Solifenacin is an active pharmaceutical product used in overactive therapy. The main goal of this work was to develop a high-performance liquid chromatographic (HPLC) method with ultraviolet detection for measuring the amount of quanti fied solifenacin in human plasma samples that is rapid, straightforward, and accurate. Prior to chromatographic analysis, a nanomaterial-based sorbent extraction technique utilizing NiO nanoflowers was employed for plasma sample preparation. In this method, NiO nanoflowers were employed, and the adsorption process underwent optimization.
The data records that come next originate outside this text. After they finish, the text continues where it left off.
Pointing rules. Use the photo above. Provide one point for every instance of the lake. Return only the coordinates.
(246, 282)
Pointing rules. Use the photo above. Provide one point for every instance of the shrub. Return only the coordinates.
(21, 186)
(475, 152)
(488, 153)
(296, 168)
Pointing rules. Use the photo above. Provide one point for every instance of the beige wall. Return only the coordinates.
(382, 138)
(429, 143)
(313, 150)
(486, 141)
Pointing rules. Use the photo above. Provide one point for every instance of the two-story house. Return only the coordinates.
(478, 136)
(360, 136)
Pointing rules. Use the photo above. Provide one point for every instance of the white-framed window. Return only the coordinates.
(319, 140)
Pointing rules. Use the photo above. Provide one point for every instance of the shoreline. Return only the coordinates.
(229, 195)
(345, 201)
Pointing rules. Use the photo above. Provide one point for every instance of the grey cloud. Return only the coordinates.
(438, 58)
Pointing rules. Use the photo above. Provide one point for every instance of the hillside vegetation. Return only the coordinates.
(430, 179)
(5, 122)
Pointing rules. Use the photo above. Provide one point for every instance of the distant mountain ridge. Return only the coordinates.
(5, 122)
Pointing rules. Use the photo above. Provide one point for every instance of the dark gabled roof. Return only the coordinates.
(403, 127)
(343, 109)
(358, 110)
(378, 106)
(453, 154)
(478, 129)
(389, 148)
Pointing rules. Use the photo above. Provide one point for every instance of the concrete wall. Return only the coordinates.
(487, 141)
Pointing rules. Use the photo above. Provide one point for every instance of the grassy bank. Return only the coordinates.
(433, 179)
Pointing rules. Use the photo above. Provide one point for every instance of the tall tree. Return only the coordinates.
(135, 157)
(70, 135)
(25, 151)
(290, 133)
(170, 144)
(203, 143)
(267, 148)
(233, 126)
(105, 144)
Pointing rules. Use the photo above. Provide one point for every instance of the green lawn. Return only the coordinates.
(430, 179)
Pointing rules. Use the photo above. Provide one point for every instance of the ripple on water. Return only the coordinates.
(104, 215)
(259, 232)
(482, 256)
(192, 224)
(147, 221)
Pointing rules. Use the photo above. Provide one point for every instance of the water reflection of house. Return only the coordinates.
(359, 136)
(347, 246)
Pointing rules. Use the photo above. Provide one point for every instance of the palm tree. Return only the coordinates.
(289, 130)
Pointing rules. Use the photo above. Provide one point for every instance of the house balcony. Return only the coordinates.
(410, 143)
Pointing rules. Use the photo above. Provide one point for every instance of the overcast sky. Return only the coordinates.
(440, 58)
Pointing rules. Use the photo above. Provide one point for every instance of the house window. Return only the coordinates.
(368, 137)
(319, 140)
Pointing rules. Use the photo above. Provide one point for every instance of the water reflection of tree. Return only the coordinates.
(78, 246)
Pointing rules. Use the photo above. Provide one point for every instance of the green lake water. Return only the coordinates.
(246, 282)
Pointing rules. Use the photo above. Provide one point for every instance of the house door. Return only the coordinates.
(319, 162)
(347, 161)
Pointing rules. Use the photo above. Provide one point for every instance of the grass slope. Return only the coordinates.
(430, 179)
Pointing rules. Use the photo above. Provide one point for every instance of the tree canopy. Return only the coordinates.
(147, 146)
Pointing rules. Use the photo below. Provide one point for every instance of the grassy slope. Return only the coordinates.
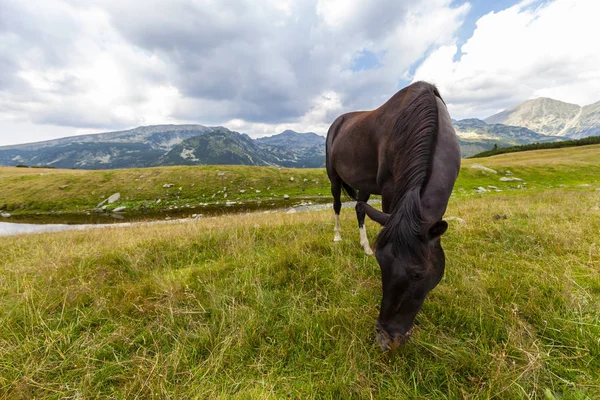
(266, 306)
(539, 146)
(34, 190)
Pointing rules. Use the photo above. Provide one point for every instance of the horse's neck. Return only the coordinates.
(444, 171)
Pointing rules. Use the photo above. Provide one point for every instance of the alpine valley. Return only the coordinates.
(534, 121)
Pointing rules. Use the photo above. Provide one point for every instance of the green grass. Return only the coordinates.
(266, 306)
(539, 146)
(30, 191)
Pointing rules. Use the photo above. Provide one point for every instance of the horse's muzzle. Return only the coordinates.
(385, 340)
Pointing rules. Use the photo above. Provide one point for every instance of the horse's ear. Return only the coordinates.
(438, 229)
(375, 215)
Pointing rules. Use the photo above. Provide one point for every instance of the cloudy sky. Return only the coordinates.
(71, 67)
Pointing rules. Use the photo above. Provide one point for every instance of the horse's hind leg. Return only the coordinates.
(360, 215)
(336, 191)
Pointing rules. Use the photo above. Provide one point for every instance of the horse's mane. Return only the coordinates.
(414, 138)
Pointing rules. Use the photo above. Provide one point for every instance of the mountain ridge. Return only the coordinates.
(552, 117)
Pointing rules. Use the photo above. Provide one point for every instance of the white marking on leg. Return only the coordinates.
(364, 241)
(338, 228)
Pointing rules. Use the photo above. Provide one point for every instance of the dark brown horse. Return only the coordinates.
(406, 151)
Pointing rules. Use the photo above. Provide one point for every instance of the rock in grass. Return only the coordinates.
(459, 220)
(113, 198)
(484, 168)
(102, 203)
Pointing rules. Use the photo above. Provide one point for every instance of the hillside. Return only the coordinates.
(552, 117)
(540, 146)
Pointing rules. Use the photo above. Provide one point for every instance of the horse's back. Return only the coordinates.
(352, 151)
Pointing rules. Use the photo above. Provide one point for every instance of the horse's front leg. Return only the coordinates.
(360, 215)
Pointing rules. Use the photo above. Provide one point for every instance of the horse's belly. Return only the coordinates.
(360, 179)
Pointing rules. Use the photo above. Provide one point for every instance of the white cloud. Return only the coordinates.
(520, 53)
(262, 66)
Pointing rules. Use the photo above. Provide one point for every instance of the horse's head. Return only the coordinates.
(406, 281)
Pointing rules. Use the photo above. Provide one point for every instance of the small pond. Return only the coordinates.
(18, 224)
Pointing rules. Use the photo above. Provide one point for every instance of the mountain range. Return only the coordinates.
(552, 117)
(533, 121)
(170, 145)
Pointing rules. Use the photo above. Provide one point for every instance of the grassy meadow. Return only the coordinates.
(267, 306)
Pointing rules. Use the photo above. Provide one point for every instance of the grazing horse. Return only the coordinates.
(406, 151)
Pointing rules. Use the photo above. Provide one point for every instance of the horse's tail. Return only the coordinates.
(349, 190)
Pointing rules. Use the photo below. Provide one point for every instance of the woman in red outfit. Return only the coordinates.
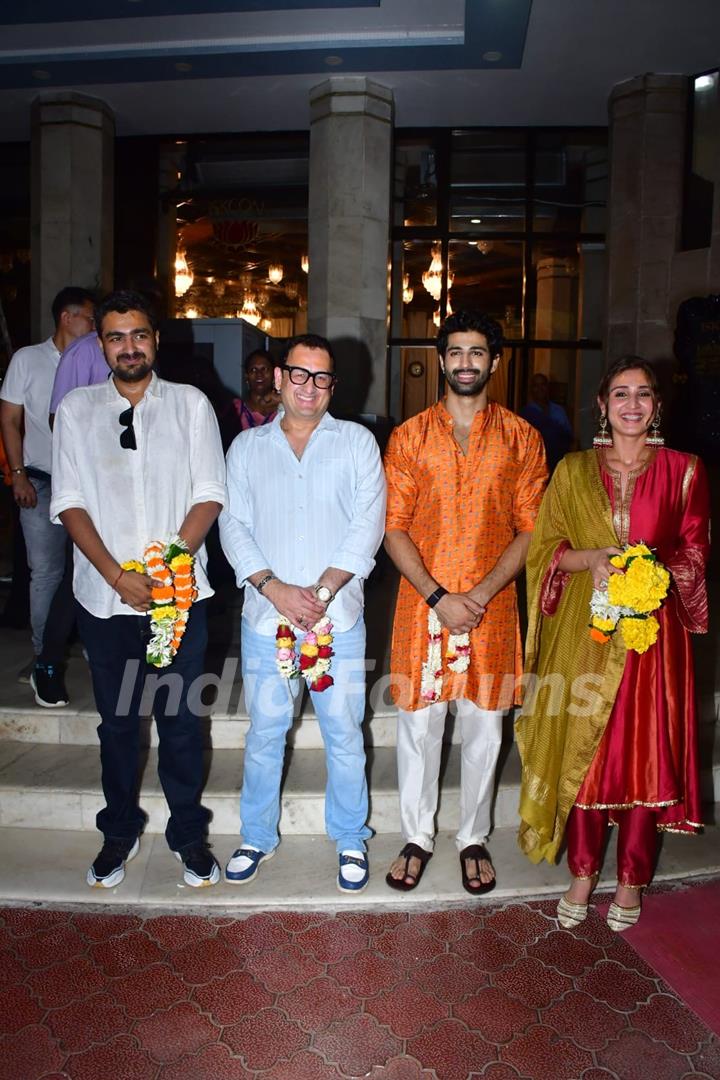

Chromatographic separation was carried out using a reversed-phase C18 analytical column (5 µm×4.6 mm×150 mm) with a mobile phase composed of water (0.2% triethylamine) and acetonitrile (30:70 v/v), and the pH was adjusted to 3.5 with ortho-phosphoric acid. The flow rate was set at 1.0 mL/min, and the investigation was performed using UV at 220 nm. The retention time of solifenacin is 3.10±0.01 min. The linear behaviour of the proposed approach was examined in the 0.01–30 ng/mL range (r 2=0.9995). The proposed method is in alignment with the criteria established by the European Medical Agency (EMA) about the accuracy, precision, repeatability, specificity, robustness and detection and quantification. Limit of detection and limit of quantification are determined to be 0.003 and 0.01 ng/mL, whereas relative standard deviation was determined to be less than 2.75% for intra-run and inter-run measurements. The plasma concentration–time profile and pharmacokinetic parameters such as AUC0–t , AUC0–∞, Cmax, tmax, and t1/2, were calculated according to the assays. The proposed method is feasible to investigate the bioequivalence, bioavailability, and routine analysis of the drug in plasma.